Himmelstadt – Auf dem großen Tisch stehen mehrere der gelben Postkästen, die randvoll mit Weihnachtspost sind: Wunschzettel und Briefe von Kindern weltweit. Etwa 30 bis 40 ehrenamtliche Helfer bearbeiten jedes Jahr ab dem 1. November die Weihnachtspost, die „An das Christkind“ adressiert in der Himmelstädter Weihnachtspostfiliale eintrifft.
Rosemarie Schotte, Leiterin der Filiale, rechnet auch in diesem Jahr wieder mit etwa 80.000 Briefen: „Uns erreichen Briefe aus 123 Ländern.“ Die meisten seien aus Deutschland, aber auch Kinder aus Taiwan, Malaysia oder Schweden schreiben an die unterfränkische Weihnachtspostfiliale. Am ersten und dritten Adventswochenende haben Kinder und Besucher die Möglichkeit, ihre Wunschzettel persönlich bei den Weihnachtsengelchen in der Postfiliale abzugeben.
Im Gegensatz zu früher fallen die Wünsche der Kinder heutzutage größer und teurer aus, stellt Schotte fest: „Teilweise schreiben schon Fünfjährige, dass sie ein Tablet oder Smartphone wollen.“ Manche Kinder schicken mehrere Seiten Papier, auf denen lediglich Produkte aus Werbezeitschriften aufgeklebt sind. Nach wie vor sind aber viele Wunschzettel dabei, in denen sich die Kinder immaterielle Dinge wünschen. „Hat der Opa denn auch warme Socken an, damit er bei dir im Himmel nicht friert?“, schreibt ein Junge an das Christkind, der sich Sorgen um seinen verstorbenen Großvater macht. Schotte und ihre Helfer beantworten jeden Brief oder Wunschzettel mit einem vorgefertigten Antwortblatt. Die Kosten für den Druck, die Umschläge und das Porto übernimmt die Deutsche Post.

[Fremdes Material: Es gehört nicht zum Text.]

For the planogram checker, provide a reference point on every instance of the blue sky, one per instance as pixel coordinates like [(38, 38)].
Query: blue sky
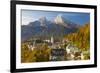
[(32, 15)]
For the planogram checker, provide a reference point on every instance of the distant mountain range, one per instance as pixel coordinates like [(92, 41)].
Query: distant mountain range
[(60, 26)]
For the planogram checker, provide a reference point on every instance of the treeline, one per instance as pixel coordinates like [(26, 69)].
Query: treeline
[(81, 38)]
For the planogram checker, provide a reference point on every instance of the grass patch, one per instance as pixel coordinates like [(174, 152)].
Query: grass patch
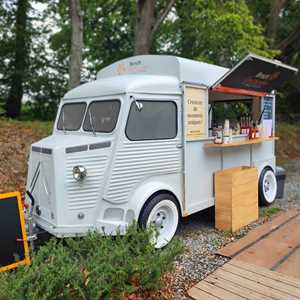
[(288, 146), (92, 267), (268, 212), (43, 128)]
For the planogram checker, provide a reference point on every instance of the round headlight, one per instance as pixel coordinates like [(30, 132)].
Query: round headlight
[(79, 173)]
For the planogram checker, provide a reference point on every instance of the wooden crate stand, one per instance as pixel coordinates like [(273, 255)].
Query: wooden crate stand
[(236, 197)]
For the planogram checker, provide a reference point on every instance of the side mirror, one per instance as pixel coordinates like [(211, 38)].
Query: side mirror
[(138, 105)]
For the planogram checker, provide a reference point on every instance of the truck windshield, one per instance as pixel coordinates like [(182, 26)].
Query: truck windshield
[(102, 116), (71, 116)]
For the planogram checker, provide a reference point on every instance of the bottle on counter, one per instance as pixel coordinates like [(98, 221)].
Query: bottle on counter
[(219, 136), (226, 132)]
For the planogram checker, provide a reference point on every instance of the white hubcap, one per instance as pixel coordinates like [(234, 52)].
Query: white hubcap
[(269, 186), (164, 216)]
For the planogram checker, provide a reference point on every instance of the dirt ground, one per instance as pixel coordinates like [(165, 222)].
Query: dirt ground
[(15, 140)]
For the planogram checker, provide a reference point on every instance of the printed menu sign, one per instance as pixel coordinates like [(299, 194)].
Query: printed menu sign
[(268, 108), (195, 113)]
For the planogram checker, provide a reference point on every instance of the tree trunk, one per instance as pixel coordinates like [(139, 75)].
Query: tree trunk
[(272, 26), (14, 101), (147, 23), (76, 16), (145, 20)]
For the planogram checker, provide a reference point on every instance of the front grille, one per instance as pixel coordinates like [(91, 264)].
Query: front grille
[(85, 194)]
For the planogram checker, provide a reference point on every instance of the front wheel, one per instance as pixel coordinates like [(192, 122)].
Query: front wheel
[(267, 187), (161, 212)]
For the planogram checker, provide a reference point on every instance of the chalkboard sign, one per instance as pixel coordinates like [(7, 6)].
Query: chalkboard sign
[(268, 108), (14, 249)]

„Den hier kann ich nicht lesen. Rosi, ich brauche Dich zum Entziffern“, sagt eine der drei Helferinnen, die an diesem Morgen die Wunschzettel an das Christkind sortieren. Schotte erkennt, dass der Brief Teil einer Sammlung ist: Das Kind hat den gedruckten Weihnachtsbrief mit eigenen Wünschen, dem Namen und gemalten Verzierungen ergänzt. Ebenso sind fünf weitere Briefe gestaltet, die zusammen in einem großen Umschlag gekommen sind. „Die Briefsammlung ist von geflüchteten Kindern.
Ein Mädchen wünscht sich Frieden und Gesundheit für sich und ihre Familie“, erklärt Schotte. Viele Briefe zeigten, dass die derzeitige weltpolitische und gesellschaftliche Situation nicht an den Kindern vorbeigehe. „Kinder aus Deutschland schreiben etwa, dass sie auf ihre Geschenke verzichten wollen und das Christkind sie den Kindern aus Syrien schenken soll. Das berührt einen schon sehr“, erzählt Schotte.

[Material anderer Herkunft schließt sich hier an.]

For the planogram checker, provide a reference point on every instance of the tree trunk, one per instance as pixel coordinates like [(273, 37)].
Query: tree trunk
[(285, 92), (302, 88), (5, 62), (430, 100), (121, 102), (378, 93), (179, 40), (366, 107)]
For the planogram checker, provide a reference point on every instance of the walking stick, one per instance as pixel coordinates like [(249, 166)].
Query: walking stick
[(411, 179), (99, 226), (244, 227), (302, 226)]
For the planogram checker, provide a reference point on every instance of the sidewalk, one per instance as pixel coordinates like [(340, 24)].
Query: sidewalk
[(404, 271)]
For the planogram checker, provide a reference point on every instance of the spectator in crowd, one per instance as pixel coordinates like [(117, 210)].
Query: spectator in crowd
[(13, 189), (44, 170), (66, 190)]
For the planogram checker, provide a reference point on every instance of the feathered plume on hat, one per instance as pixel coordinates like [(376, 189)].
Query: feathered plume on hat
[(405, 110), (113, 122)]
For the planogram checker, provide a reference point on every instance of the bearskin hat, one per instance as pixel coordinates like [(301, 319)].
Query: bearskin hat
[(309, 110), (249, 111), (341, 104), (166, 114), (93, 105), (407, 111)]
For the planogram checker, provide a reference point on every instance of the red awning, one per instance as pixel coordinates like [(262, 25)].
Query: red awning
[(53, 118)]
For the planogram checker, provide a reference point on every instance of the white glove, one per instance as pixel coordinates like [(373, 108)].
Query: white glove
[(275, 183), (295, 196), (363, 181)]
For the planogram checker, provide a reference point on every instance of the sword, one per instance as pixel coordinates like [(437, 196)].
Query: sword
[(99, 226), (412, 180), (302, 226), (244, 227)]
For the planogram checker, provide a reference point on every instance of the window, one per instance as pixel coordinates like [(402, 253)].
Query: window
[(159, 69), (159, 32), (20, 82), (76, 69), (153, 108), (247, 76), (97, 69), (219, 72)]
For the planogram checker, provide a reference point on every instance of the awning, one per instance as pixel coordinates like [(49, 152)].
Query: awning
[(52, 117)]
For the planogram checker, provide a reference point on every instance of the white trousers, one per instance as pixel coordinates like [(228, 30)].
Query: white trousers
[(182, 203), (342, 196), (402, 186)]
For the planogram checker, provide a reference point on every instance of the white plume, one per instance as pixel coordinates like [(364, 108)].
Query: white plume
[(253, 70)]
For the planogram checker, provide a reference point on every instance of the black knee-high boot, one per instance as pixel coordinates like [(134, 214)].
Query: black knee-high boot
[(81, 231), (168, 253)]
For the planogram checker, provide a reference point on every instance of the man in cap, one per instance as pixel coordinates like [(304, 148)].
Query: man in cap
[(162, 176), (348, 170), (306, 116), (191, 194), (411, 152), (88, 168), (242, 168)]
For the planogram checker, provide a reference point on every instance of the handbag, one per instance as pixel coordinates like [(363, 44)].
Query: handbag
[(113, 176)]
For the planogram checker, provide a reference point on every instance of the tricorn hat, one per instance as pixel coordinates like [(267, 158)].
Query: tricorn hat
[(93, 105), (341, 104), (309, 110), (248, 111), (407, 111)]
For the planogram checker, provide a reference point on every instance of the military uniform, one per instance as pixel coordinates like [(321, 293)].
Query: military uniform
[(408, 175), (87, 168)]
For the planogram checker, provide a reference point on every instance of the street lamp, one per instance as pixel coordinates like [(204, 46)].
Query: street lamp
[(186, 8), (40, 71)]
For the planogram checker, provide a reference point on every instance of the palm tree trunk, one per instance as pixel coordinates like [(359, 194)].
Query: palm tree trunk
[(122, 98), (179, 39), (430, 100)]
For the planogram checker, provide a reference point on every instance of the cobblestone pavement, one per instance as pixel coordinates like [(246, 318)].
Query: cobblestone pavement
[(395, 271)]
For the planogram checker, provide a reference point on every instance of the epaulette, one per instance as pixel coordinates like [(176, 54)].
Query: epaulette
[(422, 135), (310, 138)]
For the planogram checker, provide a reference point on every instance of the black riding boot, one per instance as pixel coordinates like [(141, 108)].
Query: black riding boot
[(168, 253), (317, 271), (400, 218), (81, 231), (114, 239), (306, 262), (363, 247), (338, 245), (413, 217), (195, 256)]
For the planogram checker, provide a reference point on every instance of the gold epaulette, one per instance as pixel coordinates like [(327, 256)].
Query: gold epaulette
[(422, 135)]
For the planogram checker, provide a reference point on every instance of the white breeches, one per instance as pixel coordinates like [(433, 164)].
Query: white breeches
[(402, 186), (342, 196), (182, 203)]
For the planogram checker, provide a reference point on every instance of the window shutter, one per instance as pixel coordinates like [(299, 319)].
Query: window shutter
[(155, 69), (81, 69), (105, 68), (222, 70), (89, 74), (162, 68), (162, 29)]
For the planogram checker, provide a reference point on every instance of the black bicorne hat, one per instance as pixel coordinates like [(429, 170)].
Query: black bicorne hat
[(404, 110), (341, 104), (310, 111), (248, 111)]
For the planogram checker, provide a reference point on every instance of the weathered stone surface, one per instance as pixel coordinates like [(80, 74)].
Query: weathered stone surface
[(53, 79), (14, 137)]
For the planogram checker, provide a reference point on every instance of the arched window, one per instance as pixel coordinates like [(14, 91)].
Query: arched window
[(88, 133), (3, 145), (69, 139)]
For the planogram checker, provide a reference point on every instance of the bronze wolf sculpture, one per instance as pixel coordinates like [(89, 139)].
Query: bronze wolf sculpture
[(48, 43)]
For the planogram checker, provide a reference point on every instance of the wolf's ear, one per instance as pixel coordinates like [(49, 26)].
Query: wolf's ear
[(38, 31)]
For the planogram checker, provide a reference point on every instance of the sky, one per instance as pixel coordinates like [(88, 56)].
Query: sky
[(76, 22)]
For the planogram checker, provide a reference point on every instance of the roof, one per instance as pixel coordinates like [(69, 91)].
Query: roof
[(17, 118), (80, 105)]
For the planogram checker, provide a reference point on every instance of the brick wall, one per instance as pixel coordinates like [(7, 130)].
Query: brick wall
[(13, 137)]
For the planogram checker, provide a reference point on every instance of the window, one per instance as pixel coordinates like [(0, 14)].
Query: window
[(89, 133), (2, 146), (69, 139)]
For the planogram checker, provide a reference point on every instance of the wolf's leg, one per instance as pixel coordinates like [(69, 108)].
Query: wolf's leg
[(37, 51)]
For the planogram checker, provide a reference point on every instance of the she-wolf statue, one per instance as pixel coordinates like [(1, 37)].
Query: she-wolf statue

Die Briefe werden von den Helfern in fünf Kategorien sortiert, um entsprechend ihres Umfangs und Inhalts bearbeitet und beantwortet zu werden. „Obwohl sich die Wünsche der Kinder hin zu größeren Geschenken verändert haben, gibt es auch viele, die gar nicht an sich denken“, sagt Irmtrud Kümmet, die seit etwa fünf Jahren in der Weihnachtspostfiliale mithilft.

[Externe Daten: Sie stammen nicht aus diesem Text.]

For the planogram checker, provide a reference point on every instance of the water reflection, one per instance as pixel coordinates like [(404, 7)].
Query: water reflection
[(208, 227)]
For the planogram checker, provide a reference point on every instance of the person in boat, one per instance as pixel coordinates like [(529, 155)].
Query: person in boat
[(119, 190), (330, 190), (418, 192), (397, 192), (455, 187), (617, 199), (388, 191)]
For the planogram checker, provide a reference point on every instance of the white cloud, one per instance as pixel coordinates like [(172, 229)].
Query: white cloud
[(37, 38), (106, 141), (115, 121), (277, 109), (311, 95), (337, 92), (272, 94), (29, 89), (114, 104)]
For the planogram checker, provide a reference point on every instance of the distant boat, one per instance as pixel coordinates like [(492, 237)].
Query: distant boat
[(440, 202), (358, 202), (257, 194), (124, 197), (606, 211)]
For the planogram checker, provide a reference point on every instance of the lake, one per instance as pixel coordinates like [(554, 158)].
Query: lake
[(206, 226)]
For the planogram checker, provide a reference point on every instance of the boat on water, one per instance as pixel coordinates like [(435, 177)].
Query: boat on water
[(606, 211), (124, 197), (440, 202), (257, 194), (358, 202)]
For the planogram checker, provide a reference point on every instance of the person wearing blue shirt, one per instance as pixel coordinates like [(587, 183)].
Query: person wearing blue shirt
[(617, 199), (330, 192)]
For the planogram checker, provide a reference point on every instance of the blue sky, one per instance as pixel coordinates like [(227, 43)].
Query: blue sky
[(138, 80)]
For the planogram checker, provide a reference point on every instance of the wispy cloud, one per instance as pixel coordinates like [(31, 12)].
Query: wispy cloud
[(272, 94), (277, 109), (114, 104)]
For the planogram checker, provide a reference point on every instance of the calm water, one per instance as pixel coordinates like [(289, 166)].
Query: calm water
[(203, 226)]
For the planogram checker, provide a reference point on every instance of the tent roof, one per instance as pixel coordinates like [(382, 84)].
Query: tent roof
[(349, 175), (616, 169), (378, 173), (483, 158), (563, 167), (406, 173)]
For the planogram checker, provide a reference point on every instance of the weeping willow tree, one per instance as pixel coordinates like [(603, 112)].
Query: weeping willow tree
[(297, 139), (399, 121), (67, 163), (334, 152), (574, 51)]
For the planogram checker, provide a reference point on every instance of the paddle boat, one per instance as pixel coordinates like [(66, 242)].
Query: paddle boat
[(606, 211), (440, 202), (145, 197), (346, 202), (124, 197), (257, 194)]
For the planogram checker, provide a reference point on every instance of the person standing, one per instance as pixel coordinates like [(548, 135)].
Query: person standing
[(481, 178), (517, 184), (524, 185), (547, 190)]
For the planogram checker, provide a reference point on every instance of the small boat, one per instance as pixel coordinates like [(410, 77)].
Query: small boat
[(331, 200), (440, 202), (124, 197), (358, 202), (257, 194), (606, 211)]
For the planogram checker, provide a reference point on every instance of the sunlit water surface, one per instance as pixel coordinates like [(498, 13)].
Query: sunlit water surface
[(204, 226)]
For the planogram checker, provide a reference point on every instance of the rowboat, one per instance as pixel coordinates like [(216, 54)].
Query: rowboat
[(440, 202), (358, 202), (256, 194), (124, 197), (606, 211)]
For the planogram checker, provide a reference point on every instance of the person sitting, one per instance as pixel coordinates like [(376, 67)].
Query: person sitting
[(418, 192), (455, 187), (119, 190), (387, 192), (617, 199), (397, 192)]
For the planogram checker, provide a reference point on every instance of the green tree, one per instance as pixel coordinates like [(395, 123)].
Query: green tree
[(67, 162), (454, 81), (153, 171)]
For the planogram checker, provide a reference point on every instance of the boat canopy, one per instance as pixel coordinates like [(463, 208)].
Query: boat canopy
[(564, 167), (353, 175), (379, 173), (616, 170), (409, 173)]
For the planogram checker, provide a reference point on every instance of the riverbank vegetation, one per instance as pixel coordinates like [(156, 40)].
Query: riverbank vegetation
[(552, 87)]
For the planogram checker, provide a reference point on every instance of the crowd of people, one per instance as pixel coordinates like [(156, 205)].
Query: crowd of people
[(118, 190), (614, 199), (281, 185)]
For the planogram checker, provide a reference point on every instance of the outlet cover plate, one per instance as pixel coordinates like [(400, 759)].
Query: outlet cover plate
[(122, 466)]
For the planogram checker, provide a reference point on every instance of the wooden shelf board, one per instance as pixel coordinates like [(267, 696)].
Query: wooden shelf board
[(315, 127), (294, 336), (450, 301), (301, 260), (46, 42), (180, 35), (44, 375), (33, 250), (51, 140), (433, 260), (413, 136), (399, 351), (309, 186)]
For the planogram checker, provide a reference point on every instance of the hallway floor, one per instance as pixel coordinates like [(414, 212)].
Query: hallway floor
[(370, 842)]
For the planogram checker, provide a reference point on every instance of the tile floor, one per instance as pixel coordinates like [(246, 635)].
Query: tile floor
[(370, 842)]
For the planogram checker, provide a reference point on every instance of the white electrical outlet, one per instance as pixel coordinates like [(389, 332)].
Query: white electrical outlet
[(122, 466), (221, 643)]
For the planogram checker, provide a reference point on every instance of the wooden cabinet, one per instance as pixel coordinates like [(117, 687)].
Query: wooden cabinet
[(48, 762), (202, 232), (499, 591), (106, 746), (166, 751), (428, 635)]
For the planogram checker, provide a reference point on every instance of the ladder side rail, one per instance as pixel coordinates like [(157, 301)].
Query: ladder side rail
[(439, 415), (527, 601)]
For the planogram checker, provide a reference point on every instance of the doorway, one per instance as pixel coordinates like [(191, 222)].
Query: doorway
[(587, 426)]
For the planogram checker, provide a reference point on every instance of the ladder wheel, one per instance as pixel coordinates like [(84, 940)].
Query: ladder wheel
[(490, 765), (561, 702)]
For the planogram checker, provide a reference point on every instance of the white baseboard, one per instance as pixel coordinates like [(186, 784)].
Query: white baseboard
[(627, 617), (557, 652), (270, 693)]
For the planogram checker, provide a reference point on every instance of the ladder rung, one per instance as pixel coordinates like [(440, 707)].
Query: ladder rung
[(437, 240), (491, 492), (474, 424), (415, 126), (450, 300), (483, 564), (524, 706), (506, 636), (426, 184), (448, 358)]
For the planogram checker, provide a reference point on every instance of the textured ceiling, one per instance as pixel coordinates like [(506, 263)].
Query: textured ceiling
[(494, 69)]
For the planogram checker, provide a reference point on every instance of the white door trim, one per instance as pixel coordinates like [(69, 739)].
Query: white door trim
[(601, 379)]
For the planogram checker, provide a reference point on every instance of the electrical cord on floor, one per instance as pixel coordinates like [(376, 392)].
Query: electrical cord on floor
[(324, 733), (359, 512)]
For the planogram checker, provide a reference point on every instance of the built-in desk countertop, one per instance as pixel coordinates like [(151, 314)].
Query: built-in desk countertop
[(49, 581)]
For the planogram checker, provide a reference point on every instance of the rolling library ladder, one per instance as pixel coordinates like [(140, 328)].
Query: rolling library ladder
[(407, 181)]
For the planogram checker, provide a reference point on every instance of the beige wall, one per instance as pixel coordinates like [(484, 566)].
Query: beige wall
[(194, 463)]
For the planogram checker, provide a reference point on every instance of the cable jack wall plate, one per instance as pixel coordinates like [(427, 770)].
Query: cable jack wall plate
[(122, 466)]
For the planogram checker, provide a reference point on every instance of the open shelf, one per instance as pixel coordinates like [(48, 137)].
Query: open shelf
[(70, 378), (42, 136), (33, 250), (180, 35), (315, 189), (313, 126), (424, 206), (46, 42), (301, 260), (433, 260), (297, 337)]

Für jedes Jahr gestaltet Schotte einen neuen, einheitlichen Antwortbrief vom Christkind, den die Kinder auf ihre Weihnachtspost erhalten. In diesem Jahr habe sie sich zum ersten Mal für eine bunte Darstellung entschieden. Die Zeichnung unterhalb des von Schotte verfassten Textes zeigt heuer die Weihnachtsbäckerei. „Das gemalte Bild auf dem Antwortbrief passt immer zur Dekoration hier in der Weihnachtspostfiliale“, erklärt Schotte.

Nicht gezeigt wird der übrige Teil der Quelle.